Paying for college can be a heavy financial burden on a family.  As of 2020, the average cost of tuition and fees for a private university cost a whopping $41,426 per year.  Even sending your child to a public university in Florida can cost over $20,000 per year when you account for tuition, living expenses, and housing costs.

Often times, spouses going through a divorce want to make sure their children’s college expenses will be paid for by one or both parents.  However, Florida law regarding a parent’s duty to pay for their child’s college education may surprise you.

There is no law in Florida requiring parents to pay for their child’s education.

Generally, under Florida law, the obligation of a parent to support their child only lasts until the child turns 18 or graduates high school.  The courts in Florida have stated that the duty to provide a college education is a moral, not a legal, one.  As the law doesn’t require a married spouse to pay for his or her child’s college education, the Equal Protection Clause of the Constitution prohibits the courts from ordering a divorced spouse to do so.  There is, however, one way you might get your ex-spouse to pay for your child’s college education.

Marital Settlement Agreements

Even though there is no legal obligation to pay for your child’s college education, a marital settlement agreement can create a contractual obligation for a parent to pay for his or her child’s college education.  A marital settlement agreement is a contract between two spouses that defines the terms of a divorce including: child support, alimony, distribution of assets, and time-sharing of the children. 

Before going to trial in a divorce, the parties are free to negotiate a settlement agreement that goes beyond what a judge could do in court.  This could include requiring one spouse to pay for your child’s tuition, living expenses, and housing expenses.

Poorly Drafted Settlement Agreements

Even if your spouse agrees to pay for your child’s college education, a poorly worded settlement agreement could cause even more problems than it solves.  In Sutton v.

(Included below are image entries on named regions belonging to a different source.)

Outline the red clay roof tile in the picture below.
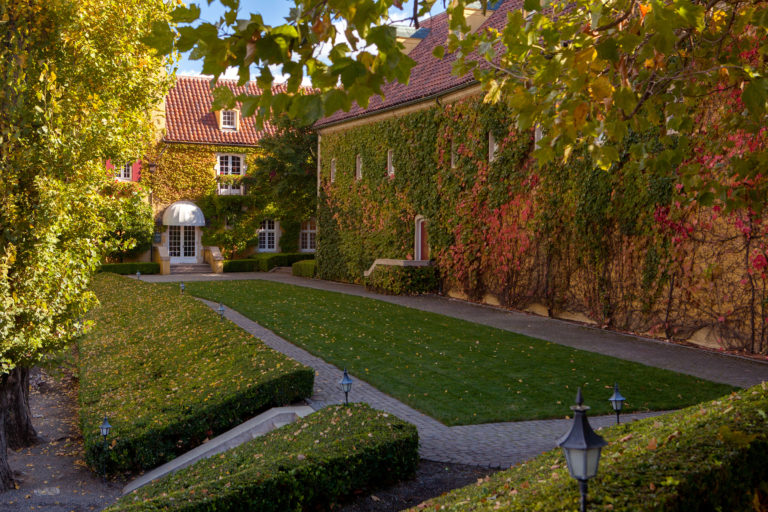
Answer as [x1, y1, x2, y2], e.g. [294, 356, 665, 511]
[163, 76, 281, 146]
[315, 0, 523, 128]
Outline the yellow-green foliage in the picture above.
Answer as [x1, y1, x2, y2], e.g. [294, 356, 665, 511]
[79, 274, 314, 471]
[148, 144, 256, 211]
[412, 383, 768, 512]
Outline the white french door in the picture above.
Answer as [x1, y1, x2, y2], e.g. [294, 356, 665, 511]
[168, 226, 197, 264]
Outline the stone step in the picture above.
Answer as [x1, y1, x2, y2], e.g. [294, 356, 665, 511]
[123, 405, 315, 494]
[171, 263, 211, 274]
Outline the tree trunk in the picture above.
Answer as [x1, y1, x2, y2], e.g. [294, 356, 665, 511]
[0, 374, 14, 492]
[4, 367, 38, 450]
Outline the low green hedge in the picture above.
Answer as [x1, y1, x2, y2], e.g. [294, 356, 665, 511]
[412, 383, 768, 512]
[107, 404, 419, 512]
[79, 274, 314, 472]
[99, 263, 160, 275]
[365, 265, 440, 295]
[291, 260, 317, 277]
[224, 252, 315, 272]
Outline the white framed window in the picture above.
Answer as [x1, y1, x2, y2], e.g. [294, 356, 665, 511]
[216, 153, 245, 196]
[221, 110, 237, 130]
[115, 163, 133, 181]
[299, 219, 317, 252]
[355, 153, 363, 180]
[259, 219, 278, 252]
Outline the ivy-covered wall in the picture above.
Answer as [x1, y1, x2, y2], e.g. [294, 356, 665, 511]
[144, 142, 300, 258]
[317, 98, 768, 353]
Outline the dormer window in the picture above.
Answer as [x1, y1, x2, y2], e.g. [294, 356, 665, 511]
[218, 110, 238, 131]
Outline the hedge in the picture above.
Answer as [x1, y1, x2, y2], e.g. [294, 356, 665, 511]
[411, 383, 768, 512]
[224, 252, 315, 272]
[107, 404, 419, 512]
[99, 263, 160, 275]
[291, 260, 317, 277]
[79, 274, 314, 473]
[365, 265, 440, 295]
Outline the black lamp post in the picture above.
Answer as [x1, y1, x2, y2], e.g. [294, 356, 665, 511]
[557, 388, 608, 512]
[99, 414, 112, 479]
[608, 383, 626, 425]
[339, 368, 352, 405]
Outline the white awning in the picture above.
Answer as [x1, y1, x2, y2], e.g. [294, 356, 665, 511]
[163, 201, 205, 226]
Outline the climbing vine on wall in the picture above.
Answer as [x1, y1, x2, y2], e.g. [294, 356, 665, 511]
[317, 95, 768, 352]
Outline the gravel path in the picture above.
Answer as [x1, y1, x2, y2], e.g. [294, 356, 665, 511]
[0, 369, 122, 512]
[142, 272, 768, 387]
[199, 299, 662, 468]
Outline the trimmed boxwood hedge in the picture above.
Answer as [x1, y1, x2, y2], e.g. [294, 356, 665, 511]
[411, 383, 768, 512]
[365, 265, 440, 295]
[224, 252, 315, 272]
[107, 404, 419, 512]
[291, 260, 317, 277]
[79, 274, 314, 472]
[99, 263, 160, 275]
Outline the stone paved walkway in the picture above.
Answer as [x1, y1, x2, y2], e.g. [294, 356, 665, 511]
[200, 299, 661, 468]
[142, 272, 768, 387]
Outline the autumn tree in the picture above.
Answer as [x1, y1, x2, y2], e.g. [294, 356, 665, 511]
[0, 0, 168, 490]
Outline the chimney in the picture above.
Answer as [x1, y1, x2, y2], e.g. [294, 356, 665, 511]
[395, 26, 429, 55]
[464, 0, 504, 33]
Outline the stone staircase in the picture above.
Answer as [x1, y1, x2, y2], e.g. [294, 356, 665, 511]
[171, 263, 211, 274]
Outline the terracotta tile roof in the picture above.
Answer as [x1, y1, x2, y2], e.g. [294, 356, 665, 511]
[315, 0, 523, 128]
[163, 76, 281, 146]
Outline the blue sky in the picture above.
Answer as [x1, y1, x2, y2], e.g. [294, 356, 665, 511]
[177, 0, 445, 77]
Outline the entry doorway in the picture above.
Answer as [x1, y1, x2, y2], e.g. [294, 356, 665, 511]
[413, 215, 429, 261]
[168, 226, 197, 265]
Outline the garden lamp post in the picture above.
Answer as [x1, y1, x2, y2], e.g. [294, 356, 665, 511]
[608, 383, 626, 425]
[557, 388, 608, 512]
[339, 368, 352, 405]
[99, 414, 112, 479]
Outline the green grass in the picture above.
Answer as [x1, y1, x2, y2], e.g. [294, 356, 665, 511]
[107, 404, 419, 512]
[182, 281, 734, 425]
[409, 385, 768, 512]
[78, 274, 314, 472]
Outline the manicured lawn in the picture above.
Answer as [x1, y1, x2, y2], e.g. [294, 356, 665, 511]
[409, 385, 768, 512]
[182, 281, 734, 425]
[78, 274, 314, 472]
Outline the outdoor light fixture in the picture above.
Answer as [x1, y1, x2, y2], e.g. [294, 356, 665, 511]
[99, 414, 112, 438]
[608, 383, 626, 425]
[99, 414, 112, 481]
[557, 388, 608, 512]
[339, 368, 352, 405]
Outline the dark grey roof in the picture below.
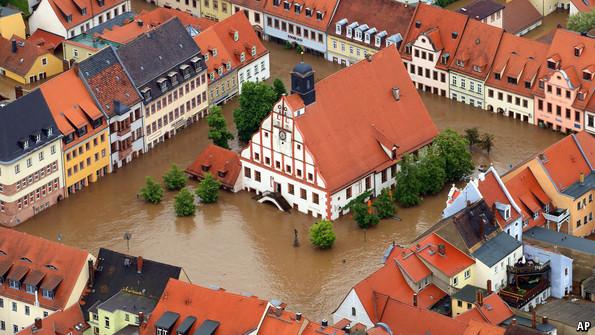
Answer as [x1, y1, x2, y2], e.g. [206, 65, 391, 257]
[458, 0, 504, 20]
[0, 89, 62, 162]
[562, 173, 595, 199]
[97, 291, 157, 315]
[82, 248, 182, 318]
[523, 227, 595, 255]
[155, 311, 180, 330]
[473, 232, 522, 267]
[452, 285, 488, 303]
[118, 17, 200, 87]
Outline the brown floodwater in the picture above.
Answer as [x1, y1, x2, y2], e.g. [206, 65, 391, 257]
[17, 43, 561, 319]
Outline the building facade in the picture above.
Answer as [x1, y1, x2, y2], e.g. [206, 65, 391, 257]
[0, 90, 64, 227]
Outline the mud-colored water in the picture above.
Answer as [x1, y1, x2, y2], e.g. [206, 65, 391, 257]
[17, 40, 561, 319]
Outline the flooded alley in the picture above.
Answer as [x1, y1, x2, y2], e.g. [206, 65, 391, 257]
[17, 43, 561, 319]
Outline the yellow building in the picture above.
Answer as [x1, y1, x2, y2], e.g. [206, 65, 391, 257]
[40, 68, 111, 196]
[502, 131, 595, 237]
[0, 36, 64, 84]
[200, 0, 233, 21]
[0, 7, 26, 39]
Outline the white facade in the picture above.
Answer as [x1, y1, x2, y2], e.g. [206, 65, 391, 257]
[29, 0, 131, 39]
[403, 34, 449, 97]
[237, 52, 271, 94]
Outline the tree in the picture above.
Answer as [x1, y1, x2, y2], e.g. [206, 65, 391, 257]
[273, 78, 287, 100]
[434, 129, 473, 182]
[481, 133, 494, 156]
[373, 189, 396, 219]
[174, 187, 196, 216]
[567, 9, 595, 33]
[395, 154, 422, 207]
[465, 127, 479, 150]
[310, 220, 337, 249]
[233, 82, 277, 142]
[140, 176, 163, 204]
[163, 164, 186, 191]
[196, 172, 221, 204]
[207, 106, 233, 149]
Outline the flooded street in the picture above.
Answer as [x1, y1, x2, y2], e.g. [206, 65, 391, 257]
[17, 44, 561, 319]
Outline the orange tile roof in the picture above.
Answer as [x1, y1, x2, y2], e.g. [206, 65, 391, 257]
[139, 278, 268, 335]
[194, 12, 269, 82]
[17, 304, 89, 335]
[537, 135, 595, 191]
[0, 228, 90, 311]
[48, 0, 125, 29]
[449, 20, 504, 79]
[99, 7, 215, 44]
[39, 69, 107, 148]
[504, 167, 551, 230]
[486, 32, 548, 98]
[264, 0, 339, 32]
[186, 144, 242, 189]
[295, 48, 438, 192]
[401, 3, 469, 69]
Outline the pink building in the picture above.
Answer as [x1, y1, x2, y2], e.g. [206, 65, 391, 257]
[533, 29, 595, 133]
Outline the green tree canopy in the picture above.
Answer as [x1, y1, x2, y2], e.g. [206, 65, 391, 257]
[434, 129, 473, 182]
[163, 164, 186, 191]
[566, 9, 595, 33]
[310, 220, 336, 249]
[140, 176, 163, 204]
[233, 82, 277, 142]
[174, 187, 196, 216]
[207, 106, 233, 149]
[196, 172, 221, 204]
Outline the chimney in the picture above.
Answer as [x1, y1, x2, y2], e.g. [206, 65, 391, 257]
[136, 256, 143, 273]
[14, 85, 23, 99]
[87, 259, 95, 287]
[393, 87, 401, 101]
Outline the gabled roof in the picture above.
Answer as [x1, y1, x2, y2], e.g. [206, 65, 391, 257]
[0, 35, 52, 77]
[0, 228, 91, 311]
[0, 90, 61, 162]
[449, 20, 504, 80]
[486, 32, 548, 98]
[264, 0, 339, 32]
[81, 248, 182, 318]
[290, 48, 438, 192]
[139, 279, 268, 335]
[186, 144, 242, 188]
[79, 46, 141, 117]
[194, 12, 269, 81]
[401, 2, 468, 69]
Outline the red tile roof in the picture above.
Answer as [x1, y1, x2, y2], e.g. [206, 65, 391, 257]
[449, 20, 504, 79]
[401, 3, 468, 69]
[0, 228, 91, 311]
[486, 32, 548, 98]
[139, 279, 268, 335]
[290, 48, 438, 192]
[186, 144, 242, 189]
[48, 0, 125, 29]
[264, 0, 339, 32]
[39, 69, 107, 148]
[17, 304, 89, 335]
[504, 167, 551, 230]
[194, 12, 269, 82]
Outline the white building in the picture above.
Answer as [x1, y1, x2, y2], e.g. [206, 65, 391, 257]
[29, 0, 131, 39]
[241, 48, 437, 219]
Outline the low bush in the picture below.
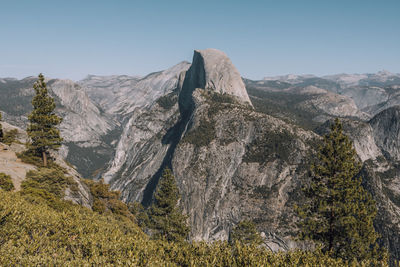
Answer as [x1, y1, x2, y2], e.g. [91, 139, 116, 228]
[2, 129, 18, 146]
[0, 172, 14, 191]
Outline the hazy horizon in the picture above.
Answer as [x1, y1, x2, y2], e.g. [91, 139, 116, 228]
[0, 0, 400, 80]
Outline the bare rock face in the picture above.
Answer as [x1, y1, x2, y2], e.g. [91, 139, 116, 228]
[0, 122, 92, 209]
[189, 49, 251, 105]
[370, 106, 400, 161]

Sutton, the husband and wife entered into a valid written marital settlement agreement that stated both parents would pay for their daughter’s college education.  The daughter obtained a college degree and then went on to obtain a graduate degree because she thought both of her parents were obligated to pay for her education.  After the former wife paid for her daughter’s graduate education, the court found that the marital settlement agreement only applied to her undergraduate degree.  Thus, the former wife was stuck with the entire $40,000 bill for her daughter’s graduate education because of a poorly drafted marital settlement agreement.

To avoid outcomes like this, it is recommended that you consult with an experienced family law attorney.